Beneficial owners eligible for tax relief - Irish equities

24.07.2019

The following types of beneficial owner are recognised in Ireland as eligible for obtaining tax relief on dividends:

  • Qualifying non-resident persons;
  • Excluded Irish persons;

To apply for tax relief at source, the direct customer of Clearstream Banking must:

  • be the beneficial owner of the Irish equities and qualify as non-resident person or excluded Irish person; OR
  • be authorised as Qualifying Intermediary (QI) by the Irish Revenue Commissioners and holds Irish equities on behalf of qualifying non-resident persons or excluded Irish persons, or on behalf of an underlying intermediary also authorised as QI and holding Irish equities on behalf of qualifying non-resident persons or excluded Irish persons.

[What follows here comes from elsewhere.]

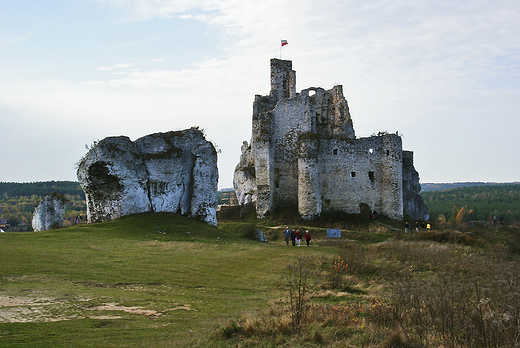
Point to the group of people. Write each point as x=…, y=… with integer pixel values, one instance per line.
x=295, y=236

The following main categories of beneficiaries are considered as being qualifying non-resident persons:

  • an individual or an unincorporated entity which is neither resident nor ordinarily resident in Ireland, but resident in another EU Member State or in a Double Taxation Treaty (DTT) country for tax purposes;
  • a company resident in another EU Member State or in a DTT country that is not controlled, either directly or indirectly, by Irish residents;
  • a company (not resident in Ireland) ultimately controlled by residents of another EU Member State or of a DTT country;
  • a company of which the principal class of shares (either belonging to a 75% parent, or to two or more companies by which the company is wholly-owned) is substantially and regularly traded on a recognised stock exchange in another EU Member State or in a DTT country, or on such other exchange as may be approved of by the Minister of Finance;
  • companies that are wholly owned by two or more companies, each of whose principal class of shares are substantially and regularly traded on one or more recognised stock exchanges in a relevant territory.

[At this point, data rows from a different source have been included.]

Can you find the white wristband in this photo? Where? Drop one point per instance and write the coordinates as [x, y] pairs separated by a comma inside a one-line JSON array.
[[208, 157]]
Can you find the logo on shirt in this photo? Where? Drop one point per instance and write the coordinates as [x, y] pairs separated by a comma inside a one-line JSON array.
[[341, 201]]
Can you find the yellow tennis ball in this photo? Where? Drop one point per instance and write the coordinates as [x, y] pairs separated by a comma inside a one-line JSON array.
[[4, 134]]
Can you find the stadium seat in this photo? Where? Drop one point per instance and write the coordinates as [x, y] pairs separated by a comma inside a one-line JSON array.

The following main categories of beneficiaries are considered as being excluded Irish persons:

  • an Irish resident company;
  • a pension scheme;
  • manager of approved retirement funds, approved minimum retirement funds and special savings incentive accounts;
  • a qualifying employee share (ownership) trust;
  • a collective investment undertaking;
  • a charity;
  • a sports body that has been granted exemption from tax by The Revenue;
  • a designated stockbroker who is receiving relevant distributions as part of the income of a special portfolio investment account;
  • a qualifying fund manager who is receiving relevant distributions as income arising in respect of assets held in an approved retirement fund (ARF);
  • Irish Exempt Unit trusts;
  • Irish Person Retirement Savings Account administrators;
  • certain other persons resident in Ireland.

The complete lists and further details are available on The DWT Technical Guidance Notes.